Most recently he worked at Downtown Social in Glens Falls, originally as a consultant but then as executive chef, where he helped revamp the menu and, he reports, increased food sales by 40 percent.
He says he left “in fairness,” when the couple decided to pursue a restaurant of their own.
Mr. Bowden says fish remains a specialty, including what he calls his signature crab cakes — “no filler” — and a buttermilk-fried oyster dish with remoulade honey tabasco sauce and caviar.
He said he does Italian comfort foods such as Cacio E Pepe (“cheese and pepper,” he translates), and fresh-made pastas.
“We’d also like to stress we’ll have a wide variety of chef-inspired snacks and small plates. Pasta dishes and entrees will be available in half portions, and daily happy hour specials including $1 oysters,” he said.
“Brian has a way of putting a unique spin on comfort foods,” his wife says, adding, “I could eat his Halibut Ceviche every day.”
Price points will likely range from $6 or $7 for appetizers to as much as $35 for an entrée, depending on ingredients.
“We like to think of it as user-friendly,” Ms. Mankouski says. “Familiar items for those who are a little less adventurous and a couple of things that might spark the attention of real foodies. That’s what we’re known for.”
Mr. Bowden says, “As executive chef for a larger restaurant, you wind up getting away from cooking, and that’s not why I got into this. I want to be back doing most of the cooking myself, with Carly at the front.”
He said, “It’s a real drain working a big place,” especially summers in Saratoga, “sometimes 100 hours a week, and we have a seven-year-old son.”
Ms. Mankouski says “I describe what we do as casual but attentive service. We want your needs to be met. We want it to be fun.” She says, “We are in the process of putting together a great team of people we’ve worked with in the past.”
They expect to hire 12 to 15 people between front and back of house.
The couple is leasing from Chuck Mineo, who purchased the building after Bistro Tallulah closed. Mr. Mineo initially hoped his son Frank would run a restaurant there. Those plans fell through, and Frank opened his planned “gaslight” restaurant in Lake George Village, while proposed chef Colin Miner instead went to the Queensbury Hotel’s Park 26 restaurant.
Mr. Bowden and Ms. Mankouski said they’d long been exploring options to open their own restaurant, targeting Glens Falls. “It is as if this space waited for us.”
“We really like the space,” Mr. Bowden says, “obviously for the charm, the history of the restaurant, and it is a manageable size for a husband and wife team.”
He said the brickwork reminds him of Troy, where he grew up.

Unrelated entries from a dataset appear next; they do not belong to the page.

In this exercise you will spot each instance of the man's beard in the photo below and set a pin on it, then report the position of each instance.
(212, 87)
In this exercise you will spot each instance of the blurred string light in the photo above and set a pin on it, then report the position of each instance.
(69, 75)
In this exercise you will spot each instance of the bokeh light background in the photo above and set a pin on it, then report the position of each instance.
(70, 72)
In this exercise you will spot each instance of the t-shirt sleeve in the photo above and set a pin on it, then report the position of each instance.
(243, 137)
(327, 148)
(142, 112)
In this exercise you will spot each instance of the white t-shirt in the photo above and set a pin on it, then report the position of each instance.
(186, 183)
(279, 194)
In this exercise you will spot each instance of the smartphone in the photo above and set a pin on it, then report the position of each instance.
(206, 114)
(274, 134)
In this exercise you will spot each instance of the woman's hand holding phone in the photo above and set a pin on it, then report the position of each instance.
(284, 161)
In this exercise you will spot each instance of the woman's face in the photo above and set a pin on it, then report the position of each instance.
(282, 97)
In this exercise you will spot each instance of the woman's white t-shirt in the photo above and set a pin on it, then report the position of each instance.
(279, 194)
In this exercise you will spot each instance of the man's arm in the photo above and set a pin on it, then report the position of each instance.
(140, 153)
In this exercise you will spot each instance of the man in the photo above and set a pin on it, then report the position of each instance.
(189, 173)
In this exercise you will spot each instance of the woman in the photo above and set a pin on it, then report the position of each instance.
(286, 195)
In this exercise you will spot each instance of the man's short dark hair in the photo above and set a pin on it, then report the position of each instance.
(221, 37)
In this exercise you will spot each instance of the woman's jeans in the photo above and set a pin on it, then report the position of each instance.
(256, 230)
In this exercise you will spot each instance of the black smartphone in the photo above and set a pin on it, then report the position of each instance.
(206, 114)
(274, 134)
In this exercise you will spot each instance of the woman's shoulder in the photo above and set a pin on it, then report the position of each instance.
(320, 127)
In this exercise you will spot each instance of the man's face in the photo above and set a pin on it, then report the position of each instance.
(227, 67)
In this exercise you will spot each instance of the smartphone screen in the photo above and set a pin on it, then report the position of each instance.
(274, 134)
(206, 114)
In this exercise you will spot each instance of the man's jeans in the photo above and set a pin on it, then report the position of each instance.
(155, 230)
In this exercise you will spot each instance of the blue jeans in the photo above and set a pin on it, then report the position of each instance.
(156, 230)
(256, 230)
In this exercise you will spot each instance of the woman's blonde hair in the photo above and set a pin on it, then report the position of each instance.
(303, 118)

“Glens Falls seems to be really growing, with good chefs like AJ (Richards, at [farmacy] restobar next-door) and Colin (Miner, at Park 26).”
“I always liked the vibe of Tallulah’s,” Ms. Mankouski says. “They had steak frites and also sweetbreads on the menu. You don’t see that much, that range.”
Mr. Bowden said their opening date is “liquor license-dependent,” although he said they may decide to do a soft opening before a license comes through.
The couple said partner Mike Graney, who owns Graney’s Bar and Grill in Albany, is a financial backer, and that they have also put in financial equity, as well as physical work.
They said they purchased a home in Moreau about a year and a half ago. Ms. Mankouski said she plans to continue as a real estate agent with Select Sotheby’s International, “on the Dona Frank team.”